Morphologies and microstructures play an important role in the photocatalytic activity of ZnO. Many studies concerning the one-dimensional structures of ZnO such as nanowires, nanorods, nanotubes, and so on have been undertaken (Jia et al. 2009; Lam et al. 2013b; Sin et al. 2013). Recently, the preparation of ZnO nanorods has also attracted much attention because of their high surface-to-volume ratio and good dispersibility in solution (Wang et al. 2008; Mohajerani et al. 2009). Despite the fact that many papers have focused on the fabrication of nano- and microscale rods, most of these studies focused on the synthesis and morphology of pure phase ZnO. However, to the best of our knowledge, the reports on the synthesis of ZnO mixed metal–oxide systems with nanorod morphology are scarce up to now. In comparison to nanoparticles, ZnO nanorods can be widely used in many applications such as ultraviolet photodetectors, gas sensors, field-effect transistors, light-emitting device arrays, and photocatalysis for degradation and elimination of environmental pollutants (Park et al. 2006; Yang et al. 2012). Nanorods also have many merits compared to particles because of the enhancement of light absorption and rapid diffusion of reactive species transport along the long direction.

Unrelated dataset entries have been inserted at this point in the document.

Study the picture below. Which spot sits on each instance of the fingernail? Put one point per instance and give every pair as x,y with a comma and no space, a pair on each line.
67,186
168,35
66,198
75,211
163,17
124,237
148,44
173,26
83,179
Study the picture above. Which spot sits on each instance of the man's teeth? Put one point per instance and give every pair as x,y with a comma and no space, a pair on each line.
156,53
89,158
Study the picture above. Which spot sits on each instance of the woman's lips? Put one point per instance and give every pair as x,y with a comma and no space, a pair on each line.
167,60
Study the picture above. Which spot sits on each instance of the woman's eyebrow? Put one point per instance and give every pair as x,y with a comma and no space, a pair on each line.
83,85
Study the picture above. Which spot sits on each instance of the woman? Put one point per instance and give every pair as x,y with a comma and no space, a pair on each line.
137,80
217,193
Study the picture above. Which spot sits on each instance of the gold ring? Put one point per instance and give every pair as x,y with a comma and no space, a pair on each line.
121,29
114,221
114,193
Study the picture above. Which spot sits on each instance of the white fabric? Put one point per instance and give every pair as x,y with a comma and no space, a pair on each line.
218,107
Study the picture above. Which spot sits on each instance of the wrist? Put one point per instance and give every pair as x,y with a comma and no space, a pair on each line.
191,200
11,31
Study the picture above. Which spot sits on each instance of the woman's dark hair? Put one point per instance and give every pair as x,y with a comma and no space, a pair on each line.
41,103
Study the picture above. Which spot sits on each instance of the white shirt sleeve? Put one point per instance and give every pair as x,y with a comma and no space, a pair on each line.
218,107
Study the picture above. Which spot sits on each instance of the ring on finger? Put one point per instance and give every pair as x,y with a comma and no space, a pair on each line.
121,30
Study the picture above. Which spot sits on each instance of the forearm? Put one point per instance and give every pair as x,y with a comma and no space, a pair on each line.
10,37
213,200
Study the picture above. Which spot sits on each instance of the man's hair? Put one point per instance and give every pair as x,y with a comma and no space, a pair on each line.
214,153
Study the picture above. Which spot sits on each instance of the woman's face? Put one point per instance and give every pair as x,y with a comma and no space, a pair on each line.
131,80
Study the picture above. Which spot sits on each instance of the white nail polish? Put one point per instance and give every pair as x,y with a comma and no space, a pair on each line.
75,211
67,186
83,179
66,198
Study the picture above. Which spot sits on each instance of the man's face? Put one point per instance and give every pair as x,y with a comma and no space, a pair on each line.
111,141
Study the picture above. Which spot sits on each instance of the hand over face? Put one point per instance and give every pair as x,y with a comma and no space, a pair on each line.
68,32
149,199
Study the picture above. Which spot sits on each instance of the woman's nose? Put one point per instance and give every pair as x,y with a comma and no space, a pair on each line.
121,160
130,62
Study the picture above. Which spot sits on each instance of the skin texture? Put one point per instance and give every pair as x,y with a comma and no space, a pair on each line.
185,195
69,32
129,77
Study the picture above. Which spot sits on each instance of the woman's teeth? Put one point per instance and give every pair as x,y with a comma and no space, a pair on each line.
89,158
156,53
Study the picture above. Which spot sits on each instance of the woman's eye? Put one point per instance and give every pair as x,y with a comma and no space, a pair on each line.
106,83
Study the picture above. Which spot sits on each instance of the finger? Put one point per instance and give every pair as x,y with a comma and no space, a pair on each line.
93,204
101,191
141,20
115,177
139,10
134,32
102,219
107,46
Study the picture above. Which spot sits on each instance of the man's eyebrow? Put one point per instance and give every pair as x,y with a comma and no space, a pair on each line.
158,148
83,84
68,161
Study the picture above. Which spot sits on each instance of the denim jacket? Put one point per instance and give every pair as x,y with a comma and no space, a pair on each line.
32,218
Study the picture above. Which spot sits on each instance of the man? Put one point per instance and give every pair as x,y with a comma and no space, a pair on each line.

In this work, we report for the first time the synthesis of Bi₂O₃–ZnO nanorods (Bi₂O₃–ZNRs) via hydrothermal technique incorporating with a chemical-precipitation method. The Bi₂O₃ with narrow band gap of 2.8 eV was selected as the investigation material due to its wide potential applications in sensor technology, optical coatings, electrochromic materials, and gas- and liquid-phase pollution control (Hameed et al. 2009; Qiu et al. 2011). The prepared samples were characterized by different techniques and were used for the photodegradation of two EDCs, including phenol and methylparaben under irradiation by a compact fluorescent lamp. The utilization of a compact fluorescent lamp, which is a regularly used daily-living light source, could reduce additional energy consumption, and most of all, it could also be given an opportunity for practical applications in an indoor environment. Moreover, it provided a safer, more easily available, cheaper, and environment-friendly option for organic pollutant degradation.

2 Experiment

2.1 Synthesis Procedure

All the chemical reagents used in this work, including H₂O₂ (30 vol%), Bi(NO₃)₃.5H₂O, NH₄OH (25 wt% NH₃), and ethanol, were in analytical grade and purchased from Acros Organics. The detailed synthesis procedure for pure ZNRs was as follows: 2.0 g of ZnO powder was weighted into a Teflon-lined stainless steel autoclave of 200-mL capacity. Subsequently, 150 mL of 30 vol% H₂O₂ solution was added in with stirring. The autoclave was sealed and maintained at a temperature of 180 °C for 24 h and then allowed to cool to room temperature naturally. Bi₂O₃–ZNR nanocomposites were prepared by a chemical precipitation method. The typical procedure for the preparation of Bi₂O₃–ZNR nanocomposites was as follows: 1.0 g of ZnO nanorods was dispersed in 50 mL deionized water, and the suspension was ultrasonicated for 30 min. Then, a stoichiometric amount of Bi(NO₃)₃.5H₂O in 0.9 mL of NH₄OH was added to the ZnO suspension and stirred magnetically for 12 h. The as-formed precipitates were filtrated, washed with deionized water and ethanol and dried in air at 60 °C for 12 h. Finally, the prepared samples were calcined at 400 °C for 2 h with a heating rate of 2 °C/min.

2.2 Characterization

The obtained samples were characterized using an X-ray diffractometer (XRD; Philips PW1820) with Cu Kα radiation. The morphology of the nanocrystallites was studied using a field emission-scanning electron microscope (FESEM; LEO SUPRA 50VP), and the microstructures were analyzed in-depth using a high-resolution transmission electron microscope (TEM) along with a high-resolution transmission electron microscope (HRTEM; Philips CM-12). The composition of Bi₂O₃ in ZnO nanorods was confirmed using energy dispersive X-ray spectroscopy (EDX). The infrared spectra were recorded in the range 4,000–500 cm⁻¹ on a Fourier transform infrared spectrometer (FTIR; Thermo scientific Nicolet IS10). The absorption spectra were obtained using a UV–vis spectrometer (Perkin Elmer Lambda 35) with BaSO₄ as reference. Photoluminescence (PL) measurement was performed using a spectrofluorometer (Perkin Elmer Lambda S55) using a Xe lamp with an excitation wavelength of 325 nm at room temperature.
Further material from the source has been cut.